Anda dapat memainkan Doom di vape, printer, osiloskop, tes kehamilan, ATM, dan di dalam Doom itu sendiri, tetapi bisakah Anda memainkannya di Commodore 64? Pembangkit tenaga listrik 8-bit yang lama dihentikan produksinya hanya setahun setelah rilis Doom pada tahun 1993, dan meskipun ia mampu melakukan keajaiban kecil pada masanya, ia bukanlah rumah alami bagi penembak orang pertama.
Insinyur dan programmer Steve McCrea telah mengerjakan beberapa game Metroid dan port VR Resident Evil 4, tetapi proyeknya saat ini jauh lebih penting: dia sedang membangun Doom untuk Commodore 64.
Ini bukan port yang mudah, dan secara teknis bukan 3D. Menurut postingan McCrea di X, ini didasarkan pada kode untuk The Keep, perayap bawah tanah orang pertama yang dia buat untuk Commodore VIC-20. VIC-20 adalah nenek moyang Commodore 64 dengan spesifikasi lebih rendah, meskipun hanya dirilis setahun sebelum peluncuran Commodore 64 pada tahun 1982. McCrea menulis bahwa C64 Doom miliknya “menggunakan ray casting dalam kotak ubin”.
Video Terbaru DariPemain PC
Namun tidak seperti The Keep, yang lebih mirip dengan Wolfenstein 3D—pada dasarnya adalah labirin datar yang terkunci jaringan—Doom C64 milik McCrea memiliki ketinggian lantai dan langit-langit serta elevator yang bervariasi. Ia juga memiliki pintu terbuka dan “senjata yang terlihat” (dibandingkan The Keep yang tidak).

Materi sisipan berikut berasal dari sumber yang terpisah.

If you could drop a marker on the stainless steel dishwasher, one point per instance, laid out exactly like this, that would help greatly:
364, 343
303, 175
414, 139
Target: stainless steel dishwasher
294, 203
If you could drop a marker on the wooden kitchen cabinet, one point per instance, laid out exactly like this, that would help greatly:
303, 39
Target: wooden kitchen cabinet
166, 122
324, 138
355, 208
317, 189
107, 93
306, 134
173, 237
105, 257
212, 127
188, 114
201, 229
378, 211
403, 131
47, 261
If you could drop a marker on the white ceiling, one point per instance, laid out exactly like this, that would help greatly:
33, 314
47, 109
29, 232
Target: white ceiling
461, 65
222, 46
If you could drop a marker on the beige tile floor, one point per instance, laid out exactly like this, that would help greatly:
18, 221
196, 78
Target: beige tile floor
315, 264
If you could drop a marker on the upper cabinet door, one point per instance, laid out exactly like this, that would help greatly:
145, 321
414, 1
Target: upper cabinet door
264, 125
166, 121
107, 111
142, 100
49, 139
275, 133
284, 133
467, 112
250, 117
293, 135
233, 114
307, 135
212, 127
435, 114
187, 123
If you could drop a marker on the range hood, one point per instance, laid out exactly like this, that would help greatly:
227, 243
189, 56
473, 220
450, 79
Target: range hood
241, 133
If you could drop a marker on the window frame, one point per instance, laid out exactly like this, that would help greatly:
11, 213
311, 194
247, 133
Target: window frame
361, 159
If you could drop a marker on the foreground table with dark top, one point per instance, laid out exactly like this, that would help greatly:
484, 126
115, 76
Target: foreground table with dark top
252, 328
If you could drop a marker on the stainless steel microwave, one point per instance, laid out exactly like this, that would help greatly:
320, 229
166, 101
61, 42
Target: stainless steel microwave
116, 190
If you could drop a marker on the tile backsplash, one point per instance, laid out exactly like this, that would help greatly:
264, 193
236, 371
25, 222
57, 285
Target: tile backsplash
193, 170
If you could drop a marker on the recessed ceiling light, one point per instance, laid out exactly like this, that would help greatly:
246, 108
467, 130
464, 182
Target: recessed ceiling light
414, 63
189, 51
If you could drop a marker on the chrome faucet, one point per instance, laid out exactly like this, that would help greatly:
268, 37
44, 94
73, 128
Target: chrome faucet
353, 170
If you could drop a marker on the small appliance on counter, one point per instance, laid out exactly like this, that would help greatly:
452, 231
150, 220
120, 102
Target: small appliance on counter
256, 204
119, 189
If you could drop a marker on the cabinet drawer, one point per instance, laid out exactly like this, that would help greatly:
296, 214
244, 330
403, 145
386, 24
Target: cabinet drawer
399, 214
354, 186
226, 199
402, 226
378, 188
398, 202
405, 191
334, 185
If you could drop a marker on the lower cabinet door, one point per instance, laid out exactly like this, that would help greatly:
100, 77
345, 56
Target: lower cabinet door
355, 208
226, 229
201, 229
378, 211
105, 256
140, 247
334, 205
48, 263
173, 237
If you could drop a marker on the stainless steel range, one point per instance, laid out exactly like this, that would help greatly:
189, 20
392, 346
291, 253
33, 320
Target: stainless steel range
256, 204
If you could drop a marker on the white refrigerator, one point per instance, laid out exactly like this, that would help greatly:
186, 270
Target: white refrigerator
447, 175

Doom for Commodore 64 WIP: langit, semir senapan, pencahayaan lebih baik, logo temp. E1M1 hingga E1M8 sudah masuk. Masih mencari musisi! #c64 #mos6502 #doom pic.twitter.com/rBTirViDW929 Juli 2026
Benar-benar mengesankan, terutama video yang sedang dalam proses terbaru yang menunjukkan pencahayaan variabel (!) dan skybox. Menurut McCrea dia membangun level E1M1 hingga E1M8, tetapi saat ini sedang mencari bantuan dalam bidang musik. Chris Hülsbeck, apakah kamu ada di sini?
Anda mungkin menyukainya
Pendiri Apogee Software Scott Miller, yang menerbitkan Wolfenstein 3D, terkesan. “Dulu ketika kami merilis Wolf3D, saya memohon kepada Id untuk membuat versi C-64 dan mereka bilang itu tidak mungkin. Sekarang saya menangis.”